The spread of Covid-19 has had debilitating effects on our society prompting the government to take drastic action, from school closures to a complete governmental lockdown, in order to ensure that the NHS does not become overwhelmed; however, in the midst of all the chaos, a very important question emerges. Will this pandemic be the catalyst needed for digital health care to take a more central role in how health care is delivered across the NHS? Looking back to when the spread of the virus began, Ping An Good Doctor, a healthcare services platform in China, saw a 900% increase in new users from December 2019 to January 2020 with many other similar platforms also seeing significant rises in numbers. If we bring these numbers closer to home, Now Healthcare, a Manchester-based biotech start- up and creator of the Now Patient mobile application, has seen a 500% increase in the usage of the Now Patient app since the start of the pandemic in the United Kingdom. Now Patient offers an NHS- approved online pharmacy and according to founder Lee Dentith the 500% increase in usage is due to “new and returning patients – mainly over the ages of 60 – who need regular medication and want an easier solution which saves time and ultimately their healthcare, rather than queuing up in a pharmacy that’s potentially full of germs.”

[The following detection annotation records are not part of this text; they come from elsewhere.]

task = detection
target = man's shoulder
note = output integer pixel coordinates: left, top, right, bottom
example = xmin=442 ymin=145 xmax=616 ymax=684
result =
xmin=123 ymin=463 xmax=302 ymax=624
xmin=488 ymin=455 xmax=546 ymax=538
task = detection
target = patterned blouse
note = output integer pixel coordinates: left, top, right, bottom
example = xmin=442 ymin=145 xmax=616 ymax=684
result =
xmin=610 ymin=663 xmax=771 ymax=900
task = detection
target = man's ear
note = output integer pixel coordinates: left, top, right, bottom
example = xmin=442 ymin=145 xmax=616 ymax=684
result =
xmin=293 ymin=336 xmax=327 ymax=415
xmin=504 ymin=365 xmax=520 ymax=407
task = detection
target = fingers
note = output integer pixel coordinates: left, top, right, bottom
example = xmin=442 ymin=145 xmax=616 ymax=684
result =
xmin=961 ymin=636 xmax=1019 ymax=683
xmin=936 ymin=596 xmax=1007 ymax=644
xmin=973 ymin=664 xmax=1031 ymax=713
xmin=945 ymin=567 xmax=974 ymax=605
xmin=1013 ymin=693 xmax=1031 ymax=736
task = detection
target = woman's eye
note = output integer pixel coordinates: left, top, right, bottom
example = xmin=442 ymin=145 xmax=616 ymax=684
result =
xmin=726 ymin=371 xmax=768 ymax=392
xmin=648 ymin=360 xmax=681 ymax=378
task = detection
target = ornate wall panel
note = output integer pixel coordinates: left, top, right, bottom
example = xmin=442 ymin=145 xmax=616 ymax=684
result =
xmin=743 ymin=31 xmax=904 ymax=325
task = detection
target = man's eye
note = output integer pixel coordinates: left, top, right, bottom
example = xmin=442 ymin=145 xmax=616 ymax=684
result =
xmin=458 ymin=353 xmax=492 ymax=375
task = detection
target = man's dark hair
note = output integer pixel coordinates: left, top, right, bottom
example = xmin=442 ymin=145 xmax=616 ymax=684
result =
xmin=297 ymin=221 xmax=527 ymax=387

Another huge facet of digital health care that the NHS is quickly taking on is online video consultations with GPs. In late March, the NHS issued a 48-hour tender for the urgent provision of online primary care consultation. Of the 33 trusted suppliers that were sent the tender, 11 were successfully chosen to work with the NHS to supply the platforms and software required to roll out online video consultations on such a large scale. When all is said and done, healthcare providers can now consult patients online, they can prescribe medication online, and they can refer to one another online, however, they cannot hold a patient’s hand online, they cannot help curb the loneliness of isolation. That is where NHSX is trying to step in. NHSX has announced £500,000 in funding to start-ups that can be scaled within weeks to help those self-isolating. NHSX chief executive Mathew Gould explained that “this competition is focussed on the problems created by isolation, which lend themselves to digital solutions. It will allow NHSX to accelerate the development of those solutions, so within weeks they can help those in isolation suffering from loneliness, mental health issues and other problems.”

Ultimately, within the pandemonium that the COVID- 19 pandemic has created, we see an opportunity to better our health care systems emerge, a chance to fundamentally alter how patients and doctors interact to create a more efficient and cohesive NHS. The changes that are being implemented now, can help us in the long-term by integrating more digital solutions into the NHS thereby allowing vital resources, both human and otherwise, to be allocated more cost-effectively to have the greatest impact.